First of all, why such a great concept? There is so much content out there on the Internet and searching has become so powerful, that it is really hard to decide what is the best source of information when you are searching for something. Also, what if you don’t really know what you need to be searching for in the first place? Jyve has incorporated webchat, instant messaging and Skype capabilities to enable real people to interact with the person searching to give them the best answers to their questions. You can sign up for Jyve and select the areas in which you have some knowledge or expertise, then start responding to people’s searches. I tried it the other day, and it was great to help people out. As a user, you build up credits by giving good answers.
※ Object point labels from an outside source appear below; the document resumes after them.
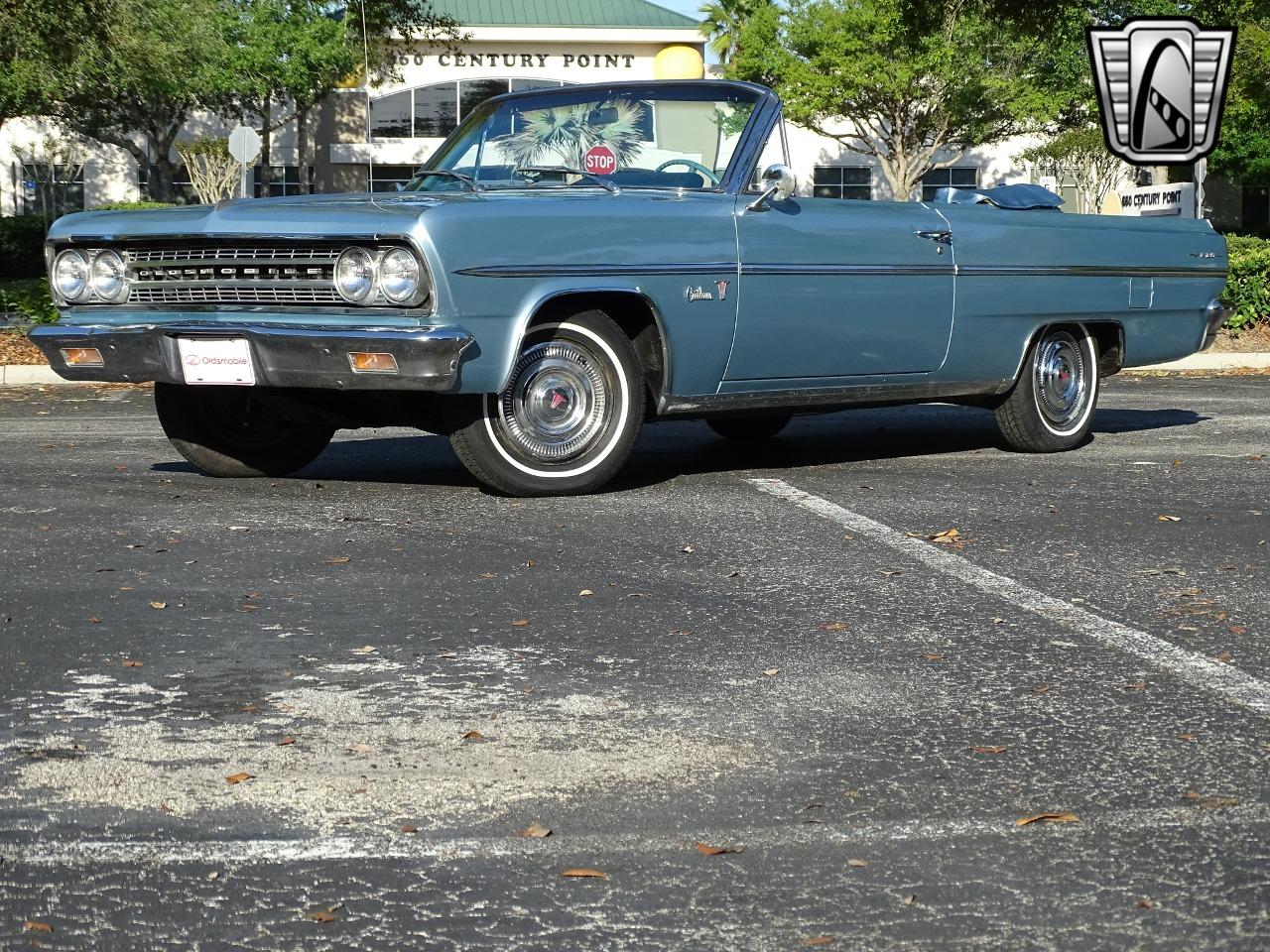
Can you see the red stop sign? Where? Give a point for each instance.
(599, 160)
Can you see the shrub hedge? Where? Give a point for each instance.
(1247, 289)
(22, 246)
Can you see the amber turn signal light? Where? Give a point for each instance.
(372, 363)
(82, 357)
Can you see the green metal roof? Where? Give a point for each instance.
(630, 14)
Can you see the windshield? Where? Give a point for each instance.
(659, 136)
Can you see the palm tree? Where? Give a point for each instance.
(722, 22)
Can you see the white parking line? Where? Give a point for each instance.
(1220, 678)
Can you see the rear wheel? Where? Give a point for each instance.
(1052, 404)
(567, 421)
(751, 429)
(236, 430)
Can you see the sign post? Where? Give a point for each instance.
(244, 146)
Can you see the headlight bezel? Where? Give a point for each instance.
(84, 294)
(412, 290)
(121, 295)
(371, 266)
(379, 295)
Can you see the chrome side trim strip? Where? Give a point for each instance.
(968, 271)
(1084, 271)
(594, 271)
(826, 398)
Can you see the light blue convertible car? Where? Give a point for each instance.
(575, 262)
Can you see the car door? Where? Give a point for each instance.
(841, 289)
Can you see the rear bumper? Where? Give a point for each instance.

The bad news is that people are often asking stupid questions and people are often providing stupid answers. Also, there doesn’t seem to be a sufficient critial mass in users to actually make the thing worthwhile. I think Jyve should have used less public means to promote the site to build up the user base before launching so publicly. It’s a bit like Google – it was a good year or more that people were talking about Google as a great search engine, and a better alternative than Yahoo!, AltaVista and the others – before it started to gain widespread adoption.
That’s what Jyve should be doing. Concentrate on refining a great concept, get the user base to a critical mass, then launch it the world. Just a bit hasty there guys!